With two fingers she raised his head until he looked up at her. “Is this truly my Taliesin?”
He lifted a hand to enfold hers, brought it to his lips, and kissed it with the reverence due a sacred object. “It is truly your Taliesin, Bella,” he said, his voice so soft that the slightest movement in the room would have overwhelmed it. “Dead, mad, and a poet.” He smiled as absently and thoroughly as a dreamer.
She studied him a time longer, then lifted her head to examine with unnerving steadiness Lily and Kyosti. “The hawk I recollect,” she said in her quiet way. Lily felt Kyosti shift in apparent dis-ease beside her. “But who is this young woman?” Lily, meeting this gaze, felt the passage of respect between differences and familiarities, as judged as judging. This woman she could deal with, in the openhanded sense, although the formidable reserve behind that penetrating gaze might never allow for the intimacy of friendship. Caught up in her perusal, Lily was unaware that Heredes had turned his head to look at her.
A mere name could not satisfy the question the queen of the highroad had just asked—she dealt in relationships. And Joshua Li Heredes, by whatever name, was rarely at a loss for an answer. But he looked at Lily and could not define her.
First, she was his pupil: the lean athleticism, the posture of confidence that comes from mastery, the quick beam of her eye. Later, she had become something more than that, because she had excelled in a way no other he had taught had; there she stood with that controlled cast of face she had learned from him, worn away from the inside by the insatiate rabidity that drives an artist to seek further up the hidden path. And behind it all, the quality that had finally linked her to him completely: the core of restlessness that, like him with his master, she had never managed to still, could never still. It came very clearly to him the feeling when he had opened her cell, back at Nevermore, and she had, with rare spontaneity, come to him—and he knew with the swiftness of just-illuminated truth who she was.
“Bella,” he said, as grave as he was surprised, standing now. “I would like you to meet my daughter, Lily.”
Kyosti’s astonishment was as much physical as his blurted, “Mother bless us.” Lily felt him start, like a bolting animal glimpsing freedom; his hand touched her elbow, a delicate pressure, but one that seemed to claim something of her.

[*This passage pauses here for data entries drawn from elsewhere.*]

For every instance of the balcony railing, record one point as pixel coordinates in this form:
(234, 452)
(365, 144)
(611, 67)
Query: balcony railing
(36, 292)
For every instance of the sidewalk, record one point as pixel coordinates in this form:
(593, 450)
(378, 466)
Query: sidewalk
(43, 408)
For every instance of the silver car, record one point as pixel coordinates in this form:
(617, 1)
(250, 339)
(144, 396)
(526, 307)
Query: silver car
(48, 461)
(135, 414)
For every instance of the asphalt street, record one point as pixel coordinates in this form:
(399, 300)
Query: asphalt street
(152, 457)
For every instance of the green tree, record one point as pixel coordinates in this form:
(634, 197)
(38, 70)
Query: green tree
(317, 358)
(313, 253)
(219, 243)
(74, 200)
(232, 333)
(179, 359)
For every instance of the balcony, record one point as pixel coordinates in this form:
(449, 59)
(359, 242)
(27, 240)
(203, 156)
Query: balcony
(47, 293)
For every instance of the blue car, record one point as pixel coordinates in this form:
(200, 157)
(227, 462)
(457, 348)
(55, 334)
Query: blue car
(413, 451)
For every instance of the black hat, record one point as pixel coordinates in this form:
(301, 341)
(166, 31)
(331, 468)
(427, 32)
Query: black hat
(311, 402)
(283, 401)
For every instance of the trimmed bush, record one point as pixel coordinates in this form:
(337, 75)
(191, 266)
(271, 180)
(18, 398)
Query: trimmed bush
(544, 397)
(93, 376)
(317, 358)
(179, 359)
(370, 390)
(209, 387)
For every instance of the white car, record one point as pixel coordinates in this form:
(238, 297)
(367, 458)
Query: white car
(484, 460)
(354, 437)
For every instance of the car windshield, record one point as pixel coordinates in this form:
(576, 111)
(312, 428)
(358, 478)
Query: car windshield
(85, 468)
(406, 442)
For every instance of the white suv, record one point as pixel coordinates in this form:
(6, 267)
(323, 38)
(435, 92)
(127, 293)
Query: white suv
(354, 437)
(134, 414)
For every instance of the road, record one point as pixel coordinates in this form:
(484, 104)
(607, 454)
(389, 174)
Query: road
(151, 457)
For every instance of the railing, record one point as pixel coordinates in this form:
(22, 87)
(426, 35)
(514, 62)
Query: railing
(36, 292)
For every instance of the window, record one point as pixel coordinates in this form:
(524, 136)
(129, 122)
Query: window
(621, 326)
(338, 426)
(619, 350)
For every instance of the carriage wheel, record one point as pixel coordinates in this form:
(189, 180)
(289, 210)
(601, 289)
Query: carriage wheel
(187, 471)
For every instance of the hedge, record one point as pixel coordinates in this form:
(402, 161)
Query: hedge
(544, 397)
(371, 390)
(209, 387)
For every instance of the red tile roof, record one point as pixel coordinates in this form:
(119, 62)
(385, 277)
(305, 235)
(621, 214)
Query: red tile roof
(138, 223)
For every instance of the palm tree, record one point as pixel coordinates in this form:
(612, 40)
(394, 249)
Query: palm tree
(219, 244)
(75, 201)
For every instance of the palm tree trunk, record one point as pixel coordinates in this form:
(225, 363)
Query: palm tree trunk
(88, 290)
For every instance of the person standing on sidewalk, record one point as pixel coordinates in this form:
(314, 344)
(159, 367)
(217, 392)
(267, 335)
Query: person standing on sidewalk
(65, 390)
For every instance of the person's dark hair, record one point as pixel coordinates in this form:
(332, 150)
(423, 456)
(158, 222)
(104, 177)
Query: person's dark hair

Bella looked not in the least disconcerted, merely thoughtful. Lily, once Kyosti’s touch brought her back from her initial shock at Heredes’s statement, realized that from her own conversation with Jenny, this could not be entirely unexpected.
“Then, my dear,” said La Belle Dame finally, “I must offer you my welcome, and give you the hospitality of the ship while you wait.”
“Are we waiting?” asked Lily.
“Of course, my child. Your father and I have some private business to discuss.”
“But will our ship wait?” Lily asked it more of Heredes than La Belle, but he merely stood as meek as a servant beside her.
La Belle smiled, so ruthlessly cold a smile that Lily felt pity for those souls who found themselves opposed to her. “With our justly famous Sans Merci guns trained on them, I feel they will find that their patience extends indefinitely. Adam.” She beckoned with a single, imperious hand, and a man rose from one of the consoles and came to stand at the foot of the dais. He had La Belle’s blue-black, straight hair, but also, standing below Heredes, a dusky cast of skin and green eyes that reflected some trace of the older man. “Give your father your good wishes, and then offer your sister and the hawk some refreshment.”
He bowed, salute enough on this ship, and stepped up to give a stiff shake of the hand and a few inaudible words to Heredes. He retreated as Heredes put his arm out to take La Belle’s and the two of them walked as if on procession into the lift, the door sealing them off from the rest. The bridge crew turned with self-conscious busy-ness back to their tasks, leaving Adam alone to approach Lily and Kyosti. The four guards had vanished.